Home/Magazine Archive/May 2019 (Vol. 62, No. 5)/Compressed Linear Algebra for Declarative Large-Scale.../Full Text

Research highlights
## Compressed Linear Algebra for Declarative Large-Scale Machine Learning

Large-scale Machine Learning (ML) algorithms are often iterative, using repeated read-only data access and I/O-bound matrix-vector multiplications. Hence, it is crucial for performance to fit the data into single-node or distributed main memory to enable fast matrix-vector operations. General-purpose compression struggles to achieve both good compression ratios and fast decompression for block-wise uncompressed operations. Therefore, we introduce Compressed Linear Algebra (CLA) for lossless matrix compression. CLA encodes matrices with lightweight, value-based compression techniques and executes linear algebra operations directly on the compressed representations. We contribute effective column compression schemes, cache-conscious operations, and an efficient sampling-based compression algorithm. Our experiments show good compression ratios and operations performance close to the uncompressed case, which enables fitting larger datasets into available memory. We thereby obtain significant end-to-end performance improvements.

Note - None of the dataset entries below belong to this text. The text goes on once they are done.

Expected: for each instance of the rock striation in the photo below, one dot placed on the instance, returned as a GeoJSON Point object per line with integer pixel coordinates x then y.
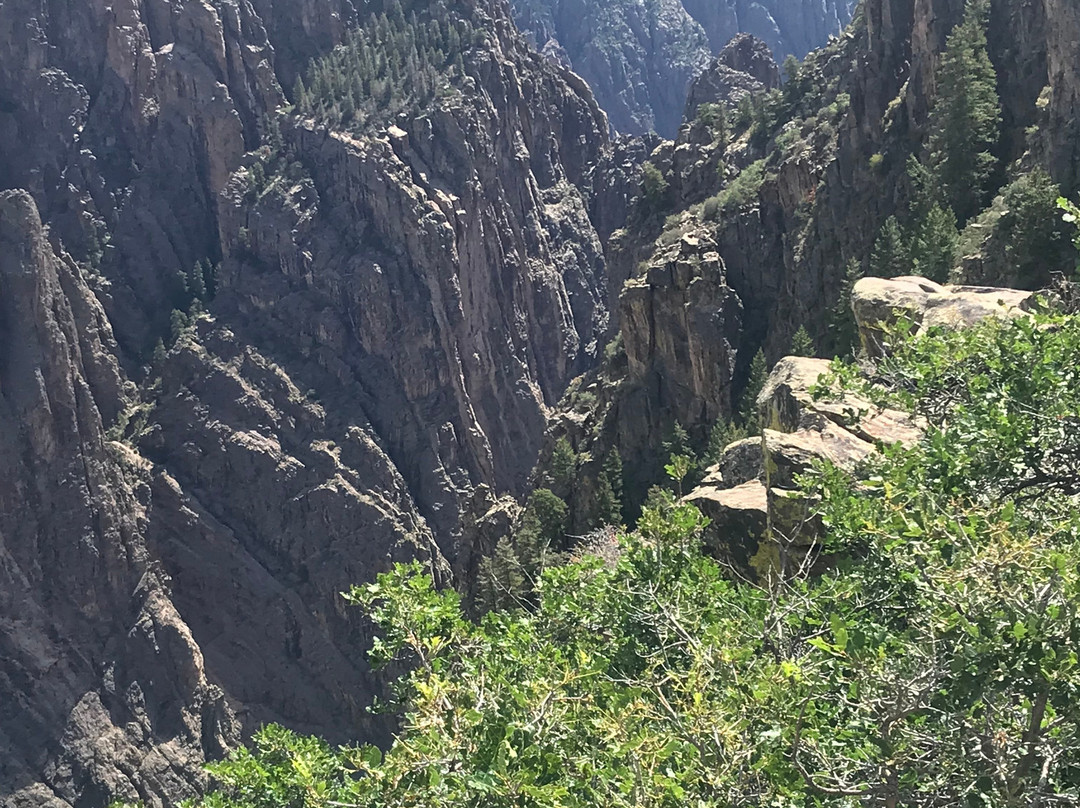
{"type": "Point", "coordinates": [640, 58]}
{"type": "Point", "coordinates": [361, 373]}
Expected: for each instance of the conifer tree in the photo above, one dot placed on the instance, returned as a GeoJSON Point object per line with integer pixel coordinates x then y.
{"type": "Point", "coordinates": [966, 118]}
{"type": "Point", "coordinates": [890, 257]}
{"type": "Point", "coordinates": [932, 245]}
{"type": "Point", "coordinates": [801, 344]}
{"type": "Point", "coordinates": [501, 578]}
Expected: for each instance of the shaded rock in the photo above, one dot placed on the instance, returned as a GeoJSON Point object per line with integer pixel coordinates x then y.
{"type": "Point", "coordinates": [639, 58]}
{"type": "Point", "coordinates": [738, 521]}
{"type": "Point", "coordinates": [786, 398]}
{"type": "Point", "coordinates": [744, 67]}
{"type": "Point", "coordinates": [104, 691]}
{"type": "Point", "coordinates": [741, 462]}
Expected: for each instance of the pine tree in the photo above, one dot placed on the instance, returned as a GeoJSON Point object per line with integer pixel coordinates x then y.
{"type": "Point", "coordinates": [563, 468]}
{"type": "Point", "coordinates": [890, 257]}
{"type": "Point", "coordinates": [966, 118]}
{"type": "Point", "coordinates": [932, 244]}
{"type": "Point", "coordinates": [608, 509]}
{"type": "Point", "coordinates": [541, 532]}
{"type": "Point", "coordinates": [501, 578]}
{"type": "Point", "coordinates": [755, 381]}
{"type": "Point", "coordinates": [801, 344]}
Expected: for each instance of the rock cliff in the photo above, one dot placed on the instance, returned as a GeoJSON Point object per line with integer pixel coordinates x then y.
{"type": "Point", "coordinates": [359, 336]}
{"type": "Point", "coordinates": [791, 199]}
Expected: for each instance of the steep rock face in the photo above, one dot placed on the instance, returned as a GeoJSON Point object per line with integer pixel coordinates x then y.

Large-scale ML leverages large data collections to find interesting patterns or build robust predictive models.^{7} Applications range from traditional regression, classification, and clustering to user recommendations and deep learning for unstructured data. The labeled data required to train these ML models is now abundant, thanks to feedback loops in data products and weak supervision techniques. Many ML systems exploit data-parallel frameworks such as Spark^{20} or Flink^{2} for parallel model training and scoring on commodity hardware. It remains challenging, however, to train ML models on massive labeled data sets in a cost-effective manner. We provide compression-based methods for accelerating the linear algebra operations that are central to training. The key ideas are to perform these operations directly on the compressed data, and to automatically determine the best lossless compression scheme, as required by declarative ML systems.

**Declarative ML.** State-of-the-art, large-scale ML systems provide high-level languages to express ML algorithms by means of linear algebra such as matrix multiplications, aggregations, element-wise and statistical operations. Examples at different abstraction levels are SystemML,^{4} Mahout Samsara,^{17} Spark MLlib,^{19} and TensorFlow.^{1} The high-level specification allows data scientists to create or customize ML algorithms without worrying about data and cluster characteristics, data representations (e.g., sparse or dense formats), and execution-plan generation.

**Data-intensive ML algorithms.** Many ML algorithms are iterative, with repeated read-only data access. These algorithms often rely on matrix-vector multiplications, which require one complete scan of the matrix with only two floating point operations per matrix element. This low operational intensity renders matrix-vector multiplication, even in-memory, I/O bound.^{18} Despite the adoption of flash-and NVM-based SSDs, disk bandwidth is usually 10x-100x slower than memory bandwidth, which is in turn 10x-40x slower than peak floating point performance. Hence, it is crucial for performance to fit the matrix into available memory without sacrificing operations performance. This challenge applies to single-node in-memory computations, data-parallel frameworks with distributed caching like Spark,^{20} and accelerators like GPUs with limited device memory. Even in the face of emerging memory and link technologies, the challenge persists due to increasing data sizes, different access costs in the memory hierarchy, and monetary costs.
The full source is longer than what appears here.